Une nouvelle visite ad limina a été programmée pour le mois de mai 2010. Cette fois, j’ai pu, avec mes collaborateurs, répondre aux questions envoyées par le dicastère des évêques, dix-sept chapitres qui couvraient les années 1997 à 2009.

Durant les deux semaines après la fête de Pâques 2010, j’animais, à la demande de Mgr Laurent-Désiré Monsengwo, archevêque Kinshasa, deux retraites pour les prêtres du diocèse de Kinshasa. Au terme de mon séjour à Kinshasa, un volcan s’est mis en route en Islande. Aucun avion ne pouvait prendre de voyageurs.

Le 20 avril, j’apprends par mail à Kinshasa que l’évêque de Bruges, Mgr Roger Vangheluwe, était soupçonné d’avoir abusé d’un de ses neveux. Je fais vérifier le contenu du mail. Le Professeur Peter Adriaenssens, responsable de la commission chargée des abus dans l’Église catholique (retenu en Egypte), confirme ce que le mail annonce. Je peux enfin revenir en Belgique. Le vendredi 23 avril 2010, je participe à la conférence de presse présidée par Mgr André-Joseph Léonard, archevêque de Malines-Bruxelles depuis février 2010. Mgr Léonard annonce que l’évêque de Bruges a présenté sa démission au pape Benoît XVI. Pendant des semaines, pendant des mois, les médias, avec raison, ont fustigé la pédophilie dans l’Église catholique en Belgique.

Dans ce cadre, la visite ad limina du 3 au 8 mai 2010 a été très étrange. D’abord, il n’y avait plus d’évêque à Bruges. A Namur, que Mgr Léonard avait quitté pour Malines, le conseil des consulteurs avait élu le chanoine Jean-Marie Huet administrateur diocésain, alors qu’il y avait un évêque auxiliaire, Mgr Pierre Warin. Mgr Léonard avait demandé à Mgr Jozef De Kesel, auxiliaire pour Bruxelles, de rejoindre le Brabant Flamand. Les nouveaux évêques nommés depuis 2003 étaient NN.SS. Van Looy, Warin et Bonny.

A Rome, je m’attendais à ce que quelques dicastères posent des questions sur la pédophilie. Il n’en fut rien. La visite a eu lieu « comme d’habitude ». En revanche, la conférence de presse, à la fin de la visite ad limina, à laquelle participaient surtout des journalistes belges, n’a traité que de la pédophilie dans l’Église.

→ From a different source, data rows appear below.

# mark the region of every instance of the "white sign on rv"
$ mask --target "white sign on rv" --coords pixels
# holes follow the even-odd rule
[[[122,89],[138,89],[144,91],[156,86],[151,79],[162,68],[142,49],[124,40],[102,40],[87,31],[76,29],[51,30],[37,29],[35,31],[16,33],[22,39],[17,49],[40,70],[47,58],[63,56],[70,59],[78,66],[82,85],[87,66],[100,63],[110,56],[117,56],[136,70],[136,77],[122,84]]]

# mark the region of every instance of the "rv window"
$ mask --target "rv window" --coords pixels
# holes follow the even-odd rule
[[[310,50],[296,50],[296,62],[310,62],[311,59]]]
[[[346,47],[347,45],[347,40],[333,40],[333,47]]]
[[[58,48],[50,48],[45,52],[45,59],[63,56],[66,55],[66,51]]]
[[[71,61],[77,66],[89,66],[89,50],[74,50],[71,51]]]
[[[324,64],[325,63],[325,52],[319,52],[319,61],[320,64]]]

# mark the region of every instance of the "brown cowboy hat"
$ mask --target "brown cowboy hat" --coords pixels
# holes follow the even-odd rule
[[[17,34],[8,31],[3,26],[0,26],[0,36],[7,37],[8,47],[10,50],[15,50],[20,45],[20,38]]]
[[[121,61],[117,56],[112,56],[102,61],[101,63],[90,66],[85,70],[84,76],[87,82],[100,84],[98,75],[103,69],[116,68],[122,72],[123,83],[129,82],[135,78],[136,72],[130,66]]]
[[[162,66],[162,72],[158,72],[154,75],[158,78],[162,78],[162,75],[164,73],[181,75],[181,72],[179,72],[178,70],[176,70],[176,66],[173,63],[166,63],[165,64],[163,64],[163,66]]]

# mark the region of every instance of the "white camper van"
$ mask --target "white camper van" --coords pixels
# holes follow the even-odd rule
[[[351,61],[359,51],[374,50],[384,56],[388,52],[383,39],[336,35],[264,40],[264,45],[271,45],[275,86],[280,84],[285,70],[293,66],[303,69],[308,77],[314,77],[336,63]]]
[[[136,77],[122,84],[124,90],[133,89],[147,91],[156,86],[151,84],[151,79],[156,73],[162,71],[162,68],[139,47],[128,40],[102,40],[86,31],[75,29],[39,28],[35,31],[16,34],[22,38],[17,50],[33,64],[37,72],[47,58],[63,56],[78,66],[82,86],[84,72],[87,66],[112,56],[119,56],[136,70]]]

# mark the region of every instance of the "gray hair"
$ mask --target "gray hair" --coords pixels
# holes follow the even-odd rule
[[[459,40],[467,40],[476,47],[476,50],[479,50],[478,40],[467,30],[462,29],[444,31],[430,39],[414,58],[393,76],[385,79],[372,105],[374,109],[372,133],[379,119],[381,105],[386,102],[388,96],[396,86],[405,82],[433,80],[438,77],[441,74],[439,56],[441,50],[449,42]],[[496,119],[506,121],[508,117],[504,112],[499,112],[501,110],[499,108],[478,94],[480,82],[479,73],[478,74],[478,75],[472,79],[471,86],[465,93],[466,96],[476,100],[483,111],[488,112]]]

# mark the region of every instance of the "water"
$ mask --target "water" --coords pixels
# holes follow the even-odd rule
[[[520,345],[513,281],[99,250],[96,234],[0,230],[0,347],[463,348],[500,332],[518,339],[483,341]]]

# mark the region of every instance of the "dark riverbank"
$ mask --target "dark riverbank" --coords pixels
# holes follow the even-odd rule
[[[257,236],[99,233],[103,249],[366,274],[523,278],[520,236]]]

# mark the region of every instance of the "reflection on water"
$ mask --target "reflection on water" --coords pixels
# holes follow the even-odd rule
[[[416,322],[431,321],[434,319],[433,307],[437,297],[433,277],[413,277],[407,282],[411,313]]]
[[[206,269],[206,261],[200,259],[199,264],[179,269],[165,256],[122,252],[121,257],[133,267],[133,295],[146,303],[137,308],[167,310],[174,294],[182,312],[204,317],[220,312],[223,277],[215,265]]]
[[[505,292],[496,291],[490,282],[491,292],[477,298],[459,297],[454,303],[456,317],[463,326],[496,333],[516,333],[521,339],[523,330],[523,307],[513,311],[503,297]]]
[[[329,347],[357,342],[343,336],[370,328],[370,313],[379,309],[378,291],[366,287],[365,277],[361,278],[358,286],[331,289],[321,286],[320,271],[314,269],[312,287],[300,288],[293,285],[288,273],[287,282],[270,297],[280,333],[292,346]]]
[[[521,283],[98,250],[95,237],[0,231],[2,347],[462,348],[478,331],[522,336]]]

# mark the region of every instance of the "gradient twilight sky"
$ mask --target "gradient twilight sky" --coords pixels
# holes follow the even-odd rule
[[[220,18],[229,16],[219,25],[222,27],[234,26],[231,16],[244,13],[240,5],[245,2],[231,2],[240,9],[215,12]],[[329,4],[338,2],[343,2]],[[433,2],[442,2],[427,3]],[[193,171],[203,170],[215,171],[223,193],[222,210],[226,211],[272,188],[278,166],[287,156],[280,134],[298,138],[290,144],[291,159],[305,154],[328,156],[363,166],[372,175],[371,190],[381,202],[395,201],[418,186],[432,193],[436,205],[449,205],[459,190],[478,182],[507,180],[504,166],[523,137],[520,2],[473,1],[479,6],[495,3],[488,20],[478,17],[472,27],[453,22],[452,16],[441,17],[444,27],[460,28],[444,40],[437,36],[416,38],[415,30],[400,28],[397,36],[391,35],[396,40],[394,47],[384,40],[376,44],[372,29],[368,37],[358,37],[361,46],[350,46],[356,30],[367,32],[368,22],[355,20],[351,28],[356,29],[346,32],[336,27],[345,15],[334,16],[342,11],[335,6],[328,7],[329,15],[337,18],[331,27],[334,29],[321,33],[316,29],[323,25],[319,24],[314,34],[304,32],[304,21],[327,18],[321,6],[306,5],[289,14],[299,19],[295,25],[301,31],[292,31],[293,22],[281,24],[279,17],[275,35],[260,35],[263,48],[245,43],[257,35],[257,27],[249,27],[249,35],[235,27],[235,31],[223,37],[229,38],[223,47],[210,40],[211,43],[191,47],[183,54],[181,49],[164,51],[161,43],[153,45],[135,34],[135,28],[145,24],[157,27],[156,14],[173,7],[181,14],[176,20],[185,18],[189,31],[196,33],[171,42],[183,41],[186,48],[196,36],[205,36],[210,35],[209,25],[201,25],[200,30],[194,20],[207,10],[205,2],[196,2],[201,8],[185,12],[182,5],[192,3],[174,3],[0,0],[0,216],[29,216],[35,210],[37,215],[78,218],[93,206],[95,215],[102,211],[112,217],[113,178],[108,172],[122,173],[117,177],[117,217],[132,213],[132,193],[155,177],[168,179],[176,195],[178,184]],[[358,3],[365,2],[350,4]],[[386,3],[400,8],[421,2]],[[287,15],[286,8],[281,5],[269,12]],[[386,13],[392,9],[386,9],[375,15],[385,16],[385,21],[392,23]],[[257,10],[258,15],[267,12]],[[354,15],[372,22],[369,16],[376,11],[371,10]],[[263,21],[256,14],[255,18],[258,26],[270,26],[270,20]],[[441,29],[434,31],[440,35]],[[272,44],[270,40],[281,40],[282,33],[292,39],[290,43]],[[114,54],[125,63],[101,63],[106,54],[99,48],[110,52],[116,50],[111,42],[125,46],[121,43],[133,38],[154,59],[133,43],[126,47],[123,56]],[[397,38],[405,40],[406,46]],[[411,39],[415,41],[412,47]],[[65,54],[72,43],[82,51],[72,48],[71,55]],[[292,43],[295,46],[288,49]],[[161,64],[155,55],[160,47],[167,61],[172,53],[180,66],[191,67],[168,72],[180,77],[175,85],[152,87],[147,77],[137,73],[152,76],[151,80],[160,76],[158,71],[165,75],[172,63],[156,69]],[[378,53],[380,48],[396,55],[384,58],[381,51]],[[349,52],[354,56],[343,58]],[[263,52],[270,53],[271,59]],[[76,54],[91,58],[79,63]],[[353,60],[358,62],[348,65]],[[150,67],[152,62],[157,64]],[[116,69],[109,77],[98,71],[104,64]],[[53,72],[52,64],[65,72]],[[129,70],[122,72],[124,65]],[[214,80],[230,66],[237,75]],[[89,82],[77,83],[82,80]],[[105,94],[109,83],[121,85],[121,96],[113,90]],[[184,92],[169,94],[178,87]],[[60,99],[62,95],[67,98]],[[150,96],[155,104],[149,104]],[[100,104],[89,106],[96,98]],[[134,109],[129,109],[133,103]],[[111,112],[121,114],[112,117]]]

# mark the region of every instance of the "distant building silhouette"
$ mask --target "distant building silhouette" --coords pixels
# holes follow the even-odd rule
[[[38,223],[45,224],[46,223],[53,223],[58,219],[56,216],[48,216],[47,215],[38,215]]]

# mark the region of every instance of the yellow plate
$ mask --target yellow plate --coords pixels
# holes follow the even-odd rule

Beaucoup de dicastères avaient changé de préfet depuis la visite de 2003. L’atmosphère était cordiale, même si les sujets de préoccupation étaient souvent les mêmes. C’est durant la rencontre au dicastère des évêques, que j’ai demandé au préfet, le Cardinal Giovanni Battista Ré, si le Saint-Siège encourageait toujours la célébration de synodes diocésains. La réponse était très claire : oui, mais il faut que l’évêque s’y investisse personnellement et qu’il y prenne ses responsabilités. J’ai retenu la leçon. À mon retour de Rome, j’ai commencé à envisager l’éventualité d’un synode diocésain, qui a été finalement célébré en 2011-2013.

L’entretien avec le pape Benoît XVI – en seul à seul en français – a été d’un tout autre style qu’avec le pape Jean-Paul II. Benoît XVI était à l’aise. Il me connaissait par mes études en islamologie. Il posait beaucoup de questions. Il avait un regard bienveillant sur l’évolution de la pastorale en Belgique. Les vingt minutes de conversation m’ont fait beaucoup de bien. Sur la photo, je suis debout en train de montrer sur un atlas où se trouve la ville de Tournai.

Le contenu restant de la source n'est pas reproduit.